A diet high in saturated fat and sugars, for example, has been linked to a decline in short-term memory. Conversely, studies have shown that a diet high in Omega 3 fats (like fish and olive oil), leafy green vegetables, whole grains, fruits, and nuts can help maintain or even increase cognitive facility during the aging process.
Studies have gone even further than this, suggesting that fruit, vegetables, and nuts have strong neuroprotective properties that can help fight dementia and other cognitive dysfunction through aging, despite being widely under-consumed. A separate study recognized leafy green vegetables high in fibre, folate, potassium, and a mixture of vitamins as being particularly effective. Berries that are rich in antioxidants and carry antiinflammatory properties have also been linked to improved performance in memory related tasks.
Gut microbes, which can be found in a variety of fermented products including kefir and kombucha, also feature neuroprotective properties and aid in a variety of psychophysiological functions such as neurodevelopment, stress management, and healing neurocognitive impairment.
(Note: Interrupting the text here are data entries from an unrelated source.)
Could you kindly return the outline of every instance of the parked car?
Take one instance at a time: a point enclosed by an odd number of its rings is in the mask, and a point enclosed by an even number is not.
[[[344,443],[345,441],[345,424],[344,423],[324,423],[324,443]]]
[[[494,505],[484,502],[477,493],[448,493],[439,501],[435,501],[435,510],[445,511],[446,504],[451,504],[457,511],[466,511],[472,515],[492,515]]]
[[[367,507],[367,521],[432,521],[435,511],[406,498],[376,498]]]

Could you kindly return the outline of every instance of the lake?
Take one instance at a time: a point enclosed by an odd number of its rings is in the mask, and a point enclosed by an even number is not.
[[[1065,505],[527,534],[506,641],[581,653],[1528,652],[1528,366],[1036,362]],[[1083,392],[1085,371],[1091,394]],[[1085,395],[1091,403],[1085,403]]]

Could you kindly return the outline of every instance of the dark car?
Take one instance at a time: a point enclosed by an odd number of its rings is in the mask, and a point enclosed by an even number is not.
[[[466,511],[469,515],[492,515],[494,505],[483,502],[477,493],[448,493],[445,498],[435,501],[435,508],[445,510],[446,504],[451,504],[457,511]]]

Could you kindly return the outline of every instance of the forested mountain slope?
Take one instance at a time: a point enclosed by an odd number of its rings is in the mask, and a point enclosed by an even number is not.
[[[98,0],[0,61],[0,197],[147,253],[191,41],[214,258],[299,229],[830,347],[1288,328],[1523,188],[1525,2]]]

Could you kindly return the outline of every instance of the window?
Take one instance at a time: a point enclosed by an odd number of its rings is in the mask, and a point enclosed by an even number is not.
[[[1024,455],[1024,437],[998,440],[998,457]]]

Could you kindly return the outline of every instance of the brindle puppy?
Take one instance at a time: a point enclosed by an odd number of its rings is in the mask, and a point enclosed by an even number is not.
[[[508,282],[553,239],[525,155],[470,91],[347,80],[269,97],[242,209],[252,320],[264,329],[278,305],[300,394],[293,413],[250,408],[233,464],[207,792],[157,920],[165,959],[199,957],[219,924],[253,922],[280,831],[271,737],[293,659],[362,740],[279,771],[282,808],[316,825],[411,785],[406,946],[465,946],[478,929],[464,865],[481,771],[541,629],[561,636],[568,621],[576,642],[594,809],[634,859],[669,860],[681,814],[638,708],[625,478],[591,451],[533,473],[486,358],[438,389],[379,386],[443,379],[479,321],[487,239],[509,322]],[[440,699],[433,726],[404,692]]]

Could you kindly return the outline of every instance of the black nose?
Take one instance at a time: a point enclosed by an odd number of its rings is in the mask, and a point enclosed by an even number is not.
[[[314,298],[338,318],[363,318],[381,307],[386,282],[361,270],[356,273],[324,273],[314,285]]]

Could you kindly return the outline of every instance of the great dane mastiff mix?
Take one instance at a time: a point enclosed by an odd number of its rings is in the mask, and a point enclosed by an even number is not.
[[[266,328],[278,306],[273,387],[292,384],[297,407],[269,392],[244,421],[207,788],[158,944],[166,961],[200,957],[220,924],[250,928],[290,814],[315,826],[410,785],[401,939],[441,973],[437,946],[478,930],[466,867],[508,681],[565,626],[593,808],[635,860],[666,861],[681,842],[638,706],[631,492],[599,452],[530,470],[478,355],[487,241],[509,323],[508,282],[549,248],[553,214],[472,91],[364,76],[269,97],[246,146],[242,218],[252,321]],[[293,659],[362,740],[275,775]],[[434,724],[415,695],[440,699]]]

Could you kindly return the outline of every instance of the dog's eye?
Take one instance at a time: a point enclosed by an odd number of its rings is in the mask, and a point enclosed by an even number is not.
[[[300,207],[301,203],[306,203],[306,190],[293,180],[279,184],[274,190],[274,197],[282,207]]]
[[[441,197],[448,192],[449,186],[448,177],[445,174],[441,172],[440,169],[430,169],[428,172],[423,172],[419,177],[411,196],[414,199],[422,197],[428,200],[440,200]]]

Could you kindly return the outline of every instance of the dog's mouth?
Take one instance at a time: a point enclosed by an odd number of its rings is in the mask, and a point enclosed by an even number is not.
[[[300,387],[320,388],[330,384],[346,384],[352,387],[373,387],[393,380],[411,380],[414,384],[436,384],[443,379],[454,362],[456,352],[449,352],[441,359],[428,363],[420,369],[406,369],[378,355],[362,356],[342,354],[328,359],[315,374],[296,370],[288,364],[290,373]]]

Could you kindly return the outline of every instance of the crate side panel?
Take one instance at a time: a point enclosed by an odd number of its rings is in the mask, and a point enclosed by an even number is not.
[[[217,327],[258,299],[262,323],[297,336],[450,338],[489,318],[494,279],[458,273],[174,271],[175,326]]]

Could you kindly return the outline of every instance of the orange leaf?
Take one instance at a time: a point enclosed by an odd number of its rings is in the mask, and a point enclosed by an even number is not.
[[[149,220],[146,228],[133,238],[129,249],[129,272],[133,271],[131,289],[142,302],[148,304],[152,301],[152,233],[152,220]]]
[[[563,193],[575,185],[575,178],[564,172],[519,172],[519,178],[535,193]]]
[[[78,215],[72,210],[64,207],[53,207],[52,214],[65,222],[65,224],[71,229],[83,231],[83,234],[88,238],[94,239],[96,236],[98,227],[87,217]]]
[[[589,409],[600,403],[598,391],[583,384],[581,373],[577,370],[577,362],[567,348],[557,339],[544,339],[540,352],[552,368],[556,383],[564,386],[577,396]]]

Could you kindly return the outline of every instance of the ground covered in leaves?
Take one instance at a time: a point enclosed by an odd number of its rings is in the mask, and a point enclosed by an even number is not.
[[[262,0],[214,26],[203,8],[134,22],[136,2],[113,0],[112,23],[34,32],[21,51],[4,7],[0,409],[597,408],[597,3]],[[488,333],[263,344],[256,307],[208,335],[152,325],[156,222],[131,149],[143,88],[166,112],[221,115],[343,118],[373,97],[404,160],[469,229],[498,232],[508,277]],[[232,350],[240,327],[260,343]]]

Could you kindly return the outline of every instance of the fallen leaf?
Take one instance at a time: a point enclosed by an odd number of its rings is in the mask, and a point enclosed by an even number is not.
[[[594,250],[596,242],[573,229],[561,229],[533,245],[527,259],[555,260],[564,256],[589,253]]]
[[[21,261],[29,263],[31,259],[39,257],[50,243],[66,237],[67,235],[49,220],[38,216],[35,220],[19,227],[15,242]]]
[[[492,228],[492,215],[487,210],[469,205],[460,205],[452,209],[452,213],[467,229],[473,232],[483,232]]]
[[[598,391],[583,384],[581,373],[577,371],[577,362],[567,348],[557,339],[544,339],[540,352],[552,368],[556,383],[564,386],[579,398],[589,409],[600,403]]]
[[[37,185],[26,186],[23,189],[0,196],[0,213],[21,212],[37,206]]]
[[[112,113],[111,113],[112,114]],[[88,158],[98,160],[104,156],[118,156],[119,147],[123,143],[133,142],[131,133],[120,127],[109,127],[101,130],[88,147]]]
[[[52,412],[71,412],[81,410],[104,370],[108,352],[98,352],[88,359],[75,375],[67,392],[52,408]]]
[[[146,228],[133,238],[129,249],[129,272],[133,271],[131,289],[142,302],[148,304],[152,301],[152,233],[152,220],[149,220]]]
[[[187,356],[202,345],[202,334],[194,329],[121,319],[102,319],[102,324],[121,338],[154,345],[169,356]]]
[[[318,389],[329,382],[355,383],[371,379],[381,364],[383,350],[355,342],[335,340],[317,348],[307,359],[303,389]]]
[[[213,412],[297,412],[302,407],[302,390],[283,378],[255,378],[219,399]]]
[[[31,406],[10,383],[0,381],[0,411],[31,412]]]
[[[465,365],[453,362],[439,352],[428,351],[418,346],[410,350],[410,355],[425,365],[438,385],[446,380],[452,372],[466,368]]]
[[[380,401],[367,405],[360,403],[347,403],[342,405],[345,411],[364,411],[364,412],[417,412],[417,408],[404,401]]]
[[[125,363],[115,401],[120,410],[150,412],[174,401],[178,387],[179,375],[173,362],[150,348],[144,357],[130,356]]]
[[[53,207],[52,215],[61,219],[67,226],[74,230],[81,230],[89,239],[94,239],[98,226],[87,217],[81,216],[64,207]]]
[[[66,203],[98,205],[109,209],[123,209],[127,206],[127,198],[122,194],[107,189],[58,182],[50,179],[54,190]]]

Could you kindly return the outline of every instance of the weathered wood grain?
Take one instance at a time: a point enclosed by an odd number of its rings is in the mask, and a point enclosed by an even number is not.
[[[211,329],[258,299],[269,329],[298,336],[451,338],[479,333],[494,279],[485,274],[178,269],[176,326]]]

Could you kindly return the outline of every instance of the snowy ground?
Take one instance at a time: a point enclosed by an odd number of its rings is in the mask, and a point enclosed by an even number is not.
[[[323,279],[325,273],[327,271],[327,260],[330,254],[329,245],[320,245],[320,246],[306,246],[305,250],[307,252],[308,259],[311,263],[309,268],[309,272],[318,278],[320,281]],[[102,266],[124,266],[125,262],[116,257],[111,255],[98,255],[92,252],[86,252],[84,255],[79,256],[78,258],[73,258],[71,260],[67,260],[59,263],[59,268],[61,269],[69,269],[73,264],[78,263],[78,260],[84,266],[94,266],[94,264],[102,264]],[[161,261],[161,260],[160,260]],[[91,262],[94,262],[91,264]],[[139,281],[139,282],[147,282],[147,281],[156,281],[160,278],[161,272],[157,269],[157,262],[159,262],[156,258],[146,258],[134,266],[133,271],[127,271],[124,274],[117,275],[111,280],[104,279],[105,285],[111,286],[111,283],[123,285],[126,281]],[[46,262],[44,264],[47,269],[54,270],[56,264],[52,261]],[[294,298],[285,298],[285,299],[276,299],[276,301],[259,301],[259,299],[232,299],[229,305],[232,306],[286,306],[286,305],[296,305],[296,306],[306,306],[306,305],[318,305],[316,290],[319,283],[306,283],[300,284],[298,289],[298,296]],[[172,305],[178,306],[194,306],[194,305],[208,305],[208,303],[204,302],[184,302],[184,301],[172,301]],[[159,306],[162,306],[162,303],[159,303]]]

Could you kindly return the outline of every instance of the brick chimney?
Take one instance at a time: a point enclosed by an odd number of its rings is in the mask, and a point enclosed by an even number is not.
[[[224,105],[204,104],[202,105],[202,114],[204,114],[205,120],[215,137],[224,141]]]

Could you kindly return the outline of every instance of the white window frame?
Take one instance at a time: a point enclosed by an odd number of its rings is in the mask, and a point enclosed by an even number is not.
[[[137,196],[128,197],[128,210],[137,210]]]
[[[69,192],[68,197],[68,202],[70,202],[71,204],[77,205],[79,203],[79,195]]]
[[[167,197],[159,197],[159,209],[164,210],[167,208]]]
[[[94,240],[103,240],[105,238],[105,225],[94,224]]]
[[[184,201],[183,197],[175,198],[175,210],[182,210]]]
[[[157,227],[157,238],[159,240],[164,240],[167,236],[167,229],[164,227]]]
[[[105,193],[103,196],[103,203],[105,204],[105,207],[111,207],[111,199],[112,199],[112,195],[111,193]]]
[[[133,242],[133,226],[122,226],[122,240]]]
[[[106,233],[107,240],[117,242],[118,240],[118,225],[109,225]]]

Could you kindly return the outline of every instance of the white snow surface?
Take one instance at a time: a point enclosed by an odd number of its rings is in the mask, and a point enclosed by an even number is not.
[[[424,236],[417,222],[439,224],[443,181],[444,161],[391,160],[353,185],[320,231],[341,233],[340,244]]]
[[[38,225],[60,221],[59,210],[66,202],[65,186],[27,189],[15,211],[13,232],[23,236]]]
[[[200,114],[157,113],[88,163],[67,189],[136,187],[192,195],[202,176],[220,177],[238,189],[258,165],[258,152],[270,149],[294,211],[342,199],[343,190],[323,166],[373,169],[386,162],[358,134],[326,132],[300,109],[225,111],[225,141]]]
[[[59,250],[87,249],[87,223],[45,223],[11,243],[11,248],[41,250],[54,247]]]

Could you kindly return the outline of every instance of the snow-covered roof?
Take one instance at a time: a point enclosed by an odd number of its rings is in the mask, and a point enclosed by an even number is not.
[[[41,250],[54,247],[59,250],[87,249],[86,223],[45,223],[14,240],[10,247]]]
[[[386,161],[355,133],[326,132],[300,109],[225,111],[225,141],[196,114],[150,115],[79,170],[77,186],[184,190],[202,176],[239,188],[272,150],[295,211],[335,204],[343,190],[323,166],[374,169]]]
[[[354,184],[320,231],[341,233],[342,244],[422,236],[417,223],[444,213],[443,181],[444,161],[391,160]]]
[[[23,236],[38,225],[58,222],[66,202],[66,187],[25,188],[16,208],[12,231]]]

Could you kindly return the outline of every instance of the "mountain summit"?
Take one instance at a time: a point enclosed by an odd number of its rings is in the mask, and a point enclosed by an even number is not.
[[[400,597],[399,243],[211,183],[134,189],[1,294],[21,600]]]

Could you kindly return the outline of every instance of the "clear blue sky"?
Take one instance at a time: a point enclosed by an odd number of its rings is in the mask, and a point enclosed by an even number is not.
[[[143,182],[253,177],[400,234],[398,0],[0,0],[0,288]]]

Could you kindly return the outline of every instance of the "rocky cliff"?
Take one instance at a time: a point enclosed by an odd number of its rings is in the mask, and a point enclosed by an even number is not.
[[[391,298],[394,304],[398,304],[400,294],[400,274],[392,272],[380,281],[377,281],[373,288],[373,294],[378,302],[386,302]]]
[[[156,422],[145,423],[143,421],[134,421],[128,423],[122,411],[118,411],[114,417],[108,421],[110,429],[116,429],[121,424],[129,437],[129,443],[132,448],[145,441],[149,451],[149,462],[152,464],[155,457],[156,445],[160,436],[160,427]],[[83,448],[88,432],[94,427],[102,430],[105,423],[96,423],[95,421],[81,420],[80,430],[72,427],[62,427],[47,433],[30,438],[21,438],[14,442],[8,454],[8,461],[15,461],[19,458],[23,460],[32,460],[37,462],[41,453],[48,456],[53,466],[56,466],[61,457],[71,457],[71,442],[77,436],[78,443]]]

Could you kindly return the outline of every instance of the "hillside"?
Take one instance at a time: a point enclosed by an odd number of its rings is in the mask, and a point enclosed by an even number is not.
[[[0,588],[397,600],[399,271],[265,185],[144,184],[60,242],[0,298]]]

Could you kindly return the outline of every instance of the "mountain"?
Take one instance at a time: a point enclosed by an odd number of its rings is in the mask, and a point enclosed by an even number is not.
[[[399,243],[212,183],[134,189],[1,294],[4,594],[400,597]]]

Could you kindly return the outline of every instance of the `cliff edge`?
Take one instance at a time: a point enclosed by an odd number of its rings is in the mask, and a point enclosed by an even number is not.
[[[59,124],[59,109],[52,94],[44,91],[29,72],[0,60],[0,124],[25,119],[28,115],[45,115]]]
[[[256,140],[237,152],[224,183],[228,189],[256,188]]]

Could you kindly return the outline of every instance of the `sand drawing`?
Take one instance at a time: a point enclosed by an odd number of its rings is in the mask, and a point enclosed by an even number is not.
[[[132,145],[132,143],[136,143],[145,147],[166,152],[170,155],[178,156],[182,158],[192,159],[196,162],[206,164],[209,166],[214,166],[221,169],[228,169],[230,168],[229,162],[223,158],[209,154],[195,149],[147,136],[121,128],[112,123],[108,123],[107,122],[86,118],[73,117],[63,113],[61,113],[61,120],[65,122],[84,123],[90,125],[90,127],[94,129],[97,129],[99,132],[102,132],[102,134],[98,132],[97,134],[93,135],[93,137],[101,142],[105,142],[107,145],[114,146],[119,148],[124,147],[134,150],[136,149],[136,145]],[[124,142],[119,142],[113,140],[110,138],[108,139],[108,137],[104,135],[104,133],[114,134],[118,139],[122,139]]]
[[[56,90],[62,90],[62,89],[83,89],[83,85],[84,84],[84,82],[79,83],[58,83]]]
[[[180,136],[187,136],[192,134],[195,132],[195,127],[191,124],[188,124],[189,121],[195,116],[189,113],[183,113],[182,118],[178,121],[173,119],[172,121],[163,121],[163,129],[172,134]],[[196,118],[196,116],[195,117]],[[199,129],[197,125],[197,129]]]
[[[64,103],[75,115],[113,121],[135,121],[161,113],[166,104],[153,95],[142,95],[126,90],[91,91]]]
A good diet has also been linked to improved mental health and stability, with nutritional and vitamin deficiencies being linked to increased severity of mental illness.
The difficulty in sustaining a healthy diet is seen all around us -- social and economic factors have driven the price of processed foods down, while natural and healthy food products can be often out of reach for those who need them. Governmental food policy, especially with the increasing environmental toll of meat and processed food production, should attempt to reverse these trends through the incentivization of healthy, natural foods.